It’s been a tough year at the Cannabis Control Commission. The agency has been mired with internal conflict, leadership departures and suspensions, investigations into misconduct allegations, calls for more oversight from across state government and a number of high-level positions left vacant.

While the ongoing drama continues to unfold, many local cannabis advocates and small business owners say the turmoil has distracted commissioners from doing their jobs to keep the state’s $7 billion cannabis industry equitable, fair and stable.

Ed DeSousa, who owns the small wholesale grow facility River Run Gardens in Newburyport, said small business owners like himself are hurt when commissioners can’t get through a meeting without conflict.

“You have a group of commissioners that can’t agree on anything and legal counsel competing with each other, and nothing’s getting done,” he said. “You have people waiting to get licenses renewed or sales that need to be approved, or even consumer concerns — and instead the drama just takes away all this time. It’s really taking a toll.”

On Monday, State Treasurer Deb Goldberg fired Shannon O’Brien from her position as head of the agency, citing “gross misconduct.” The following day, O’Brien’s legal team announced plans to appeal Goldberg’s decision in the state’s highest court, citing unfair treatment from Goldberg and an agency “in crisis,” according to O’Brien’s testimony.

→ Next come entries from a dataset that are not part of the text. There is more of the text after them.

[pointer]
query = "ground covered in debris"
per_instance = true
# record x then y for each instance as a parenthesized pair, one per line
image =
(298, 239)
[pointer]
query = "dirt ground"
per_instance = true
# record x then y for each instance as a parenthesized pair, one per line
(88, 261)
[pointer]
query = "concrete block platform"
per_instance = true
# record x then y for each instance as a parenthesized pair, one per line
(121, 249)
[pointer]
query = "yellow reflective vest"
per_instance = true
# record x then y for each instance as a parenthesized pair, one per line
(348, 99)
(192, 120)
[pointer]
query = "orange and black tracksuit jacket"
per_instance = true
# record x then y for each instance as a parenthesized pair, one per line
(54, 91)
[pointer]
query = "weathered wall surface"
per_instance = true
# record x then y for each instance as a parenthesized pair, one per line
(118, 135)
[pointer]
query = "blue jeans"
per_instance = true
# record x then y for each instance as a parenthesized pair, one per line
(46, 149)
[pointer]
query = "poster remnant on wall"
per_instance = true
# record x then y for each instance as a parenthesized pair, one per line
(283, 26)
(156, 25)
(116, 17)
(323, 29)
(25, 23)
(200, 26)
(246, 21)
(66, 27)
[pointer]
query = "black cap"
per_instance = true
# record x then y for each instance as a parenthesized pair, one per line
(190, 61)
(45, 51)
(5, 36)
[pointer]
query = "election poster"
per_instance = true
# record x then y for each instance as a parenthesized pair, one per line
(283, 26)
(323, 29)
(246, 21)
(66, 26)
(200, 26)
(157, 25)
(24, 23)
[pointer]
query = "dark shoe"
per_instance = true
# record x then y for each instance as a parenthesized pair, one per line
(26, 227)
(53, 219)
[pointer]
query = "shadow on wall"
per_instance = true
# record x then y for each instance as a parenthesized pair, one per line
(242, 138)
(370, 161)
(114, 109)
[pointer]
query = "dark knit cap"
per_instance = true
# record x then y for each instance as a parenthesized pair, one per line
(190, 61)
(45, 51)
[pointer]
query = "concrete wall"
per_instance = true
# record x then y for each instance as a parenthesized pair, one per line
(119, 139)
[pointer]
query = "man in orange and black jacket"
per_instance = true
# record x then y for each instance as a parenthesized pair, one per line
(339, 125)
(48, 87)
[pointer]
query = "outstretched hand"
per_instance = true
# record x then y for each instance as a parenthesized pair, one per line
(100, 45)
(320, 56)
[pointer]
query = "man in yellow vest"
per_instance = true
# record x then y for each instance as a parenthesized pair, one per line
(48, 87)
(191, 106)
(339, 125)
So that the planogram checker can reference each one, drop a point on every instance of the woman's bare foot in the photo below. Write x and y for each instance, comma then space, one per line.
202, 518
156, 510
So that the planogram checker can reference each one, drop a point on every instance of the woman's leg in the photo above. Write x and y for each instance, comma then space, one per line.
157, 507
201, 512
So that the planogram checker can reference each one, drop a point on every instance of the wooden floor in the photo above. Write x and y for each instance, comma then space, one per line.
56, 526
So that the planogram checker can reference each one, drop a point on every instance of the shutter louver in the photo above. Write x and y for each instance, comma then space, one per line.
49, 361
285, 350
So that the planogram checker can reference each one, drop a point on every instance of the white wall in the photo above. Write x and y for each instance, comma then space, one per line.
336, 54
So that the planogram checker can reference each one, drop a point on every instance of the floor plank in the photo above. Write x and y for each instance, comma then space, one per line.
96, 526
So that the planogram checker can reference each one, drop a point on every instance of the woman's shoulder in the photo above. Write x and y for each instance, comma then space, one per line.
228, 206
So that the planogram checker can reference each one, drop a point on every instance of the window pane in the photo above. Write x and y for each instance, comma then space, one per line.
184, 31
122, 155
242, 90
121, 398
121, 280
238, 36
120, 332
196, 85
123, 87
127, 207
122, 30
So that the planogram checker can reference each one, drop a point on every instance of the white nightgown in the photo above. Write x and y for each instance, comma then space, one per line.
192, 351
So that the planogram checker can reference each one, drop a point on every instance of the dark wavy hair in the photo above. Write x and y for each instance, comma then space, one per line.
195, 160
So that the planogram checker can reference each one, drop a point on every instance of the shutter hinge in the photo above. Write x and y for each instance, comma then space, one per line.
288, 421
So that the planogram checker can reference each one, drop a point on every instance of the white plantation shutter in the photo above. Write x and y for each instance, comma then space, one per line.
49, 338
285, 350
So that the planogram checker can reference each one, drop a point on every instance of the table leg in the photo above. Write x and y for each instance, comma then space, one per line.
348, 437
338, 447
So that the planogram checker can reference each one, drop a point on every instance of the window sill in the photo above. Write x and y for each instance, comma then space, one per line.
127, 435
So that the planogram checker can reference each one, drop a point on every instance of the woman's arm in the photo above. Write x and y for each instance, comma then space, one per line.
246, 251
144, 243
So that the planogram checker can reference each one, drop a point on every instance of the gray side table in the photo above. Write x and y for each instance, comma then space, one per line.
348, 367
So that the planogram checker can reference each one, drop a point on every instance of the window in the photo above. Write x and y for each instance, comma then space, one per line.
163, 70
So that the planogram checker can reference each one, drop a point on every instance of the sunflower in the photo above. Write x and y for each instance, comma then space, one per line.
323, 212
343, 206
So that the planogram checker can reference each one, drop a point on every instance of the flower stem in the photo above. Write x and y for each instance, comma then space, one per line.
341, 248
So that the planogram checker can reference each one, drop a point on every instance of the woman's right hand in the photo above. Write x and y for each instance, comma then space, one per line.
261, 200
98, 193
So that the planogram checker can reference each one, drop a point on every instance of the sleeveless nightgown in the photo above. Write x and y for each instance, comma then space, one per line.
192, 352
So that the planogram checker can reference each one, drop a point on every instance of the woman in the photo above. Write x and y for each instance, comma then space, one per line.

“When Shannon O’Brien walked into that agency, the knives were out for her, in the same way they were out for Steve Hoffman, her predecessor,” Joe Baerlein, a spokesman for O’Brien, said Tuesday. “She’s asked by Treasurer Goldberg to bring systemic change, clean up the dysfunction. And when she attempts to do it, at every turn, she is thwarted and she is challenged.”

When DeSousa heard the news, he said his frustrations with the commission only grew.

“What bothers me is how much all of this cost,” he said.

O’Brien was suspended for nearly a year following allegations of racially insensitive comments and mistreatment of an employee. During her suspension, O’Brien continued to receive a $196,551 annual salary. As of Sept. 3, the law firm Morgan, Lewis and Bockius had billed Treasurer Goldberg’s office more than $790,000 in legal fees for representation in her legal battle against O’Brien, according to state payroll records.

“Meanwhile, I’m barely making $0.25 over the cost of production to sell a product and struggling to pay my employees, pay my mortgage and feed my kids,” DeSousa said. “There’s already enough problems for us to deal with on a daily basis as small business owners in a regulatory market that’s only legal in our state. It’s just so frustrating.”

Kevin Gilnack, the policy co-chair of cannabis nonprofit Equitable Opportunities Now, said chaos in the state’s cannabis industry is nothing new. He encourages people to look at the progress that has emerged from the CCC, despite all the conflict.

“If they’re enforcing the laws and processing the paperwork and getting people reviewed and into the social equity program and doing all the programmatic and regulatory things they’re supposed to be doing, that’s what I think is most important,” Gilnack said. “Not enough people are paying attention to whether that’s getting done or asking folks … it’s mostly just bad vibes.”

The wait time for CCC inspections is down from four months in 2019 to two weeks. And last year, commissioners approved historic regulatory changes to reform the host community agreement process between towns and businesses, a process historically affected by unfair business practices the commission was slow to correct.

Large-scale, multistate corporate operators received the same priority as economic and social equity applicants in the beginning stages of legalization, Gilnack explained. “So they had the best success getting those initial HCAs and were in a position to pay the extortion fees for them,” he said. “And we’ve just been playing catch-up ever since.”

Though Gilnack has placed the bar relatively low for the CCC, he concedes that inefficiency does hurt operators trying to make it in what has always been a tumultuous industry.

“I would love to see it be run more efficiently,” he said. “Anything that distracts from the agency’s mission is not particularly helpful.”

Equitable Opportunities Now and The Mass Cannabis Equity Council are drafting a letter encouraging Goldberg to “cast a wide and inclusive net” in her search for a new chair to lead the commission, Gilnack said.

“I hope she tries to ensure that the next permanent chair is somebody with a commitment to equity and experience with the cannabis industry and hopefully a good team mentality,” he said. “I hope that she takes her time.”

On Tuesday, Goldberg appointed Commissioner Bruce Stebbins as acting chair, and the commission began the process of evaluating candidates to replace O’Brien, according to a spokesperson for Goldberg. The commission’s next public meeting is scheduled for Sept. 12.

“I am confident that Commissioner Stebbins will ensure stability during this period,” Goldberg said in a statement Tuesday.

DeSousa says he’s just hoping the Cannabis Control Commission can return the focus to where it counts: the business owners who keep the industry going.

“We just want a fair shake,” he said. “If my business fails and it’s on me, if I made bad decisions or I was lazy, shame on me. But don’t let me fail because the people in charge of the framework have dropped the ball.”